Monday, February 11, 2013

Silicon Valley's Startup Culture Vs. Employment Law

Silicon Valley's entrepreneurial spirit embraces a free-wheeling startup culture. Few rules animate these typically small firms, whose key employees essentially disdain boundaries and imagine social laws apply only to others. This atmosphere and belief system occasionally creates legal and moral issues for the enterprise founders, principal investors, management, and yes, the "staff."

Keith Rabois
(photo: NY Daily News)
A case in point is the recent resignation of Square's Chief Operating Officer Keith Rabois. According to a Reuters story picked up by siliconvaley.com, the COO said auf weidersehen due to a legal contretemps involving an employee with whom Rabois had canoodled for two years. The story suggested that startups and their key assets could essentially do, say, or suggest anything to anybody on the staff at any time. It was as open and as vulgar as a frat house on a drinking binge, or as dangerous as a physical game of "truth or dare."

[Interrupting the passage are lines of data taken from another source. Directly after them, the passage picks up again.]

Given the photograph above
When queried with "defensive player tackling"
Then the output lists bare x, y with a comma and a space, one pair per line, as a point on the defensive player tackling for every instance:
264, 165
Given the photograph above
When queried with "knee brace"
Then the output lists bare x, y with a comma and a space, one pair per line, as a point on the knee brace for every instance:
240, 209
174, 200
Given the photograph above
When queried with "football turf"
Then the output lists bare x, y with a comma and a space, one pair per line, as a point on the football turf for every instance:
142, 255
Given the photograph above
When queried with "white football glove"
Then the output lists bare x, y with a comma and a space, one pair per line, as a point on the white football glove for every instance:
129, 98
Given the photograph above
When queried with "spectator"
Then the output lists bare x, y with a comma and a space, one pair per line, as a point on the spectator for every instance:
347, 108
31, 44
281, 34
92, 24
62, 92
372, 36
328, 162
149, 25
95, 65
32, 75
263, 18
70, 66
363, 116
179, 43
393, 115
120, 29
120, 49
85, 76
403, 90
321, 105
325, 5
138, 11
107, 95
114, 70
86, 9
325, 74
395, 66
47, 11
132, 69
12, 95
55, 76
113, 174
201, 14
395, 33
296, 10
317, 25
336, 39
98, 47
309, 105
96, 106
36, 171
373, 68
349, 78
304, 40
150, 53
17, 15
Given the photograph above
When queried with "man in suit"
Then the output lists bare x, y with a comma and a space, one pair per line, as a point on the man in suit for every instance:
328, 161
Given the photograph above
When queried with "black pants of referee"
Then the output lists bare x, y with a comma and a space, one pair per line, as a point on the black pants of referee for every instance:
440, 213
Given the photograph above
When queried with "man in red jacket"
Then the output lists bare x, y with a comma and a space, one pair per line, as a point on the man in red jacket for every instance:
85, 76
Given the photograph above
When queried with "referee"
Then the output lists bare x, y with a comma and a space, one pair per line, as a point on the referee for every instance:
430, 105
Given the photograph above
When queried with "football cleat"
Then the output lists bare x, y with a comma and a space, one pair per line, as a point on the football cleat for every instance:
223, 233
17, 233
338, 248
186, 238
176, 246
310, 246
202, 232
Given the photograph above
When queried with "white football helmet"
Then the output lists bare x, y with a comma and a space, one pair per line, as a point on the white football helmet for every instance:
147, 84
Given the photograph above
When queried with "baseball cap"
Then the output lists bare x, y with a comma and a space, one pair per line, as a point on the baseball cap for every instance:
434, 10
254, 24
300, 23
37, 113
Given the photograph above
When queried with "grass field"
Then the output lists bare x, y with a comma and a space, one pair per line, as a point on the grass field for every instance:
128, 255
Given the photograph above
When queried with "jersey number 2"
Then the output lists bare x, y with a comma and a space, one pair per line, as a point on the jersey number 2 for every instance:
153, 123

The story didn't really pinpoint Silicon Valley's all-male executive suites as a cause of these behaviors. Yet, it's hardly a secret that the tech world is the boy's club, filled with young guns who've made money too easily and too quickly. They sometimes come from environments where privilege quickly translates into repellent actions taken without consideration for their consequences. The movie The Social Network, spotlighting the actions of Facebook's Mark Zuckerberg, shows Harvard's arrogant, implicit encouragement of entitlement. In that respect, Silicon Valley companies aren't greatly different than that Athens on the Charles.

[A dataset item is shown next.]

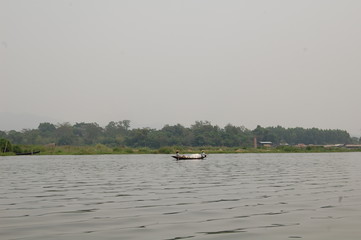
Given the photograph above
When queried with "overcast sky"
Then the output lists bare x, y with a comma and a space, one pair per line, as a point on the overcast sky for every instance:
248, 63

What's most off-putting is the current American idealization of Silicon Valley's lack of ethos, I suppose.  "Creativity," "innovation," and "progress" apparently make objectionable behavior by very intelligent, ambitious under-25-year-old men acceptable. Behind this sleazy facade is not sexual drive as much as a drive for power and status. These young 'uns, intoxicated with their uninhibited use of control, become behavioral monsters or tricksters, such as the Sean Parker character Justin Timberlake so convincingly portrayed in The Social Network.

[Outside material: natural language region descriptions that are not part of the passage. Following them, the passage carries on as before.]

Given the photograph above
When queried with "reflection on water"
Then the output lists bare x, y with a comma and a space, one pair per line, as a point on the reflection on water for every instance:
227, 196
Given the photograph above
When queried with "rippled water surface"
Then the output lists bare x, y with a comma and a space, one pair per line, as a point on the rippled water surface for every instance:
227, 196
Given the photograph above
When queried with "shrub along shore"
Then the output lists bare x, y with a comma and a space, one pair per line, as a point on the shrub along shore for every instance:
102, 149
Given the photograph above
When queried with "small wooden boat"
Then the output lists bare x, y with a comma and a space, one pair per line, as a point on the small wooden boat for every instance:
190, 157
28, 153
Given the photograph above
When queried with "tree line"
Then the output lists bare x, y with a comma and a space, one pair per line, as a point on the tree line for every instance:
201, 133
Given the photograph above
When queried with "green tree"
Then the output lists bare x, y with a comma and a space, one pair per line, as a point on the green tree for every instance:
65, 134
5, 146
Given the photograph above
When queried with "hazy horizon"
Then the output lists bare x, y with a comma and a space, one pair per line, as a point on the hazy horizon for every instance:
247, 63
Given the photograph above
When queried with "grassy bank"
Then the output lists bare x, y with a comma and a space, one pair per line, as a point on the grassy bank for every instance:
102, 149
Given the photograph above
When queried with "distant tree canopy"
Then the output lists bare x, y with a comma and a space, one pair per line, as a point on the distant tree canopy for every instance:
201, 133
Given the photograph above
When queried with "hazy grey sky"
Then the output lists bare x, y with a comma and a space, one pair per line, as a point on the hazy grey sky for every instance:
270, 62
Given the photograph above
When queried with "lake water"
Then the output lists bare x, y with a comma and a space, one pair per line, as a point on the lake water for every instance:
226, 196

The Reuters piece mentions other activities, such as whitewater rafting, that had to be curtailed once a startup approached a significant financial scale and staff size. There was a sense of melancholy as small enterprise owners realized those "exciting" team-building activities were fraught with legal peril. The owners also realize employees might prefer getting paid via a lawsuit than through a problematic IPO. That is also the time when Silicon Valley's libertarian zillionaires discover they live in a land of laws, and not in a self-created nation of one-man rule.